Minister’s Emerging Leader Award finalist: Kerrie Dare
ATDC Lived Experience Advocate
Kerrie has participated in a large amount of individual advocacy work, with 40+ roles since becoming an advocate, including media work and presentations and is a passionate advocate for issues that impact people who use drugs.
Lived Experience Award for Excellence
This award recognises an individual or organisation that has demonstrated excellence in supporting the inclusion of people with a lived experience of ATOD use. Eligible organisations will have made a significant contribution to leading and supporting meaningful engagement, communication and collaboration between their organisation and people with a lived experience of ATOD use. Eligible individuals will have demonstrated excellence in promoting, supporting, or undertaking lived experience advocacy.

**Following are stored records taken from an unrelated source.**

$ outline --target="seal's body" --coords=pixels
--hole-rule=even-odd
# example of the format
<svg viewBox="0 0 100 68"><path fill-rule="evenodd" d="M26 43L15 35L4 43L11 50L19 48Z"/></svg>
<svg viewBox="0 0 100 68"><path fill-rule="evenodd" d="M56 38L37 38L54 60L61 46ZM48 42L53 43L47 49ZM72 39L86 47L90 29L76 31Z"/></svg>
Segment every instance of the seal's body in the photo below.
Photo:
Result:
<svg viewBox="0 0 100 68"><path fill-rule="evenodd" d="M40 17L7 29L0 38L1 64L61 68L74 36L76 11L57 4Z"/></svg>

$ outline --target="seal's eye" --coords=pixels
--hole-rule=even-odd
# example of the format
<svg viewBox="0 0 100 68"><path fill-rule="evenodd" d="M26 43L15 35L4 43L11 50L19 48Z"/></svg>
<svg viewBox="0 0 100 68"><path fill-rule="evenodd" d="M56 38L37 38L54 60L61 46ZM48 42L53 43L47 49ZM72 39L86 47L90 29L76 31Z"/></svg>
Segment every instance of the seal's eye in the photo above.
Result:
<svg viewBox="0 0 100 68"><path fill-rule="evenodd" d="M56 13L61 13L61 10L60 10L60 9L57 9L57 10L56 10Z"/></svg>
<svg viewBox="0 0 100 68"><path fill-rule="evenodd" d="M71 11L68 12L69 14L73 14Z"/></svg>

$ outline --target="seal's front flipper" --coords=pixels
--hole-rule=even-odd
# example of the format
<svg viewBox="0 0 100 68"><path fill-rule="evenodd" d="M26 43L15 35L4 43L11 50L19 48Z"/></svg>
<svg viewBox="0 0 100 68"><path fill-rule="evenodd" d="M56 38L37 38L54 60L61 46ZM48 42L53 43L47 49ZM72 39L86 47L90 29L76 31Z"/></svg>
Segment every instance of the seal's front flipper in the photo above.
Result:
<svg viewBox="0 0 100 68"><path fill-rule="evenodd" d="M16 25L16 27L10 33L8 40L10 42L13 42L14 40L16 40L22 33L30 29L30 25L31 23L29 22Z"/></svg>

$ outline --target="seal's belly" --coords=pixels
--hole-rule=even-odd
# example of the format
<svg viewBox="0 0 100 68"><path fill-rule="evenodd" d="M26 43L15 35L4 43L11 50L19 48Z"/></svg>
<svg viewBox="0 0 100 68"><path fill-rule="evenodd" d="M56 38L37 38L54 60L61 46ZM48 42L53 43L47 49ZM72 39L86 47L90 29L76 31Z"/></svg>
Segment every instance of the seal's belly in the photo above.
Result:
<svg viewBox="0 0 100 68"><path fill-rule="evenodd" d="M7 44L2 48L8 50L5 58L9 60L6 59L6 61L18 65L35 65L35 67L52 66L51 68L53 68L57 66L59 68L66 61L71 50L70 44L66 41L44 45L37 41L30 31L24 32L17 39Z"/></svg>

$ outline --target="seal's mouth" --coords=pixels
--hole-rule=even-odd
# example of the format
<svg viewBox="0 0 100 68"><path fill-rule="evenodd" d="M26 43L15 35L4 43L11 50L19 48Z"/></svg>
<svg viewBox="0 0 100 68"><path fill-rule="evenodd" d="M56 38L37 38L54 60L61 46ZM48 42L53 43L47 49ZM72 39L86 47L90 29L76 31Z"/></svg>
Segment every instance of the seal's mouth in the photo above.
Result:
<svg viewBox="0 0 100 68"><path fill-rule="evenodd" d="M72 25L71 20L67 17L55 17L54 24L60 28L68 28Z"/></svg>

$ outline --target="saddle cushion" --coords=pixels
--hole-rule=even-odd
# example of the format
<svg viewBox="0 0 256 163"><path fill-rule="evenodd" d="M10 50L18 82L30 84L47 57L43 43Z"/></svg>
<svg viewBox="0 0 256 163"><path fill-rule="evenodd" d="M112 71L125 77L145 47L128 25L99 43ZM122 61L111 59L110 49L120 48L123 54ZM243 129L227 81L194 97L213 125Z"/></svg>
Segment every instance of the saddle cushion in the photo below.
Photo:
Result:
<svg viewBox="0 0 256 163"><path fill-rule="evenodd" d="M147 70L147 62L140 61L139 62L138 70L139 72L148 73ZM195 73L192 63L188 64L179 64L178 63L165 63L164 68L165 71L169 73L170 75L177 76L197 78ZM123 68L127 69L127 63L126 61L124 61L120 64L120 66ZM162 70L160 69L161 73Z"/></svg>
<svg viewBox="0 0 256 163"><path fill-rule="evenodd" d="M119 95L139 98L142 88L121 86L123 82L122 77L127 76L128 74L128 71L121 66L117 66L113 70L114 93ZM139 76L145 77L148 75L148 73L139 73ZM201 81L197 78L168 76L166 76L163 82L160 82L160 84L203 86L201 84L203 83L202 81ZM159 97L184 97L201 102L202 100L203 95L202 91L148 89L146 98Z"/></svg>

Lived Experience Award for Excellence winner: Emily Ebdon
ATDC Lived Experience Advocate & ATDC Lived Experience Project Officer
Lived Experience Award for Excellence winner: Kerrie Dare
ATDC Lived Experience Advocate
The judges agreed that both Emily and Kerrie were worthy joint winners of the Lived Experience Award for Excellence. With Emily receiving two nominations, the judges agreed that Emily’s rapport in the sector was evident, and that she is an asset not just to the sector, but to those she supports with her trademark compassion and commitment to her peers.
The panel were also impressed with Kerrie’s extensive portfolio of activity as a Lived Experience Advocate, since the inception of the Lived Experience Advocate Service over two years ago.
Lived Experience Award for Excellence finalist: Jo Murphy
ATDC Lived Experience Advocate & Anglicare Tasmania NSP worker
Respected for her willingness to share her own lived experience to build trust with a hard-to-reach community of people who inject drugs, Jo is a dedicated and respected Needle and Syringe Program worker and lived experience advocate.
Thank you and congratulations!
Thank you to everyone who took the time to nominate someone for a Tasmanian ATOD Award, the calibre of nominations was very strong. The judging panel congratulate each nominee on being recognised and inspired by their peers in the Tasmanian ATOD sector.